Given that we still have to either upgrade or replace dozens more seismically-high-risk B.C. schools and build new ones in growing communities, it would be a terrible waste to pass up this once-in-a-few-lifetimes opportunity to invest in the infrastructure we need for the child-care program. And by getting creative about using any extra space in existing schools for childcare, the more likely the promised universal publicly funded child-care program will become a reality.
Thanks to the tireless childcare advocates
I’d be remiss not to give credit and thanks to the tireless child-care advocates who have been making the case for a public child-care plan for decades, especially my friend and former VSB trustee Sharon Gregson.
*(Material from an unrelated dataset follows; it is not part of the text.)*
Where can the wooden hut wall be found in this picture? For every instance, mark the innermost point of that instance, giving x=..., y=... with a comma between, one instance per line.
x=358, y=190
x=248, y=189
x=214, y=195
Sharon, and women like Rita Chudnovsky, Lynell Anderson, Susan Harney, Sheila Davidson, Emily Gawlick, Charlene Gray, Mab Oloman, Gyda Chud, and others have been crisscrossing the province for years now making the case for the $10-a-day plan to every chamber of commerce, board of trade, and board or committee of anything, really, and to any group that would listen.
These determined women developed the detailed blueprint for how to build a universally accessible, affordable, inclusive, quality child-care program that will bring social and economic benefits to B.C. They earned endorsements from all over B.C. and kept at it even in when things seemed hopeless under the B.C. Liberal government.
The provincial budget unveiled this week is an impressive start down the path laid out in their blueprint. I know Sharon and the other child-care advocates will keep guiding government along until the plan is completely implemented, and they’ll prod and push, if and when necessary. Their leadership and determination are unparalleled and B.C. families are lucky to have women like these on our side, making life better for B.C. kids and their parents.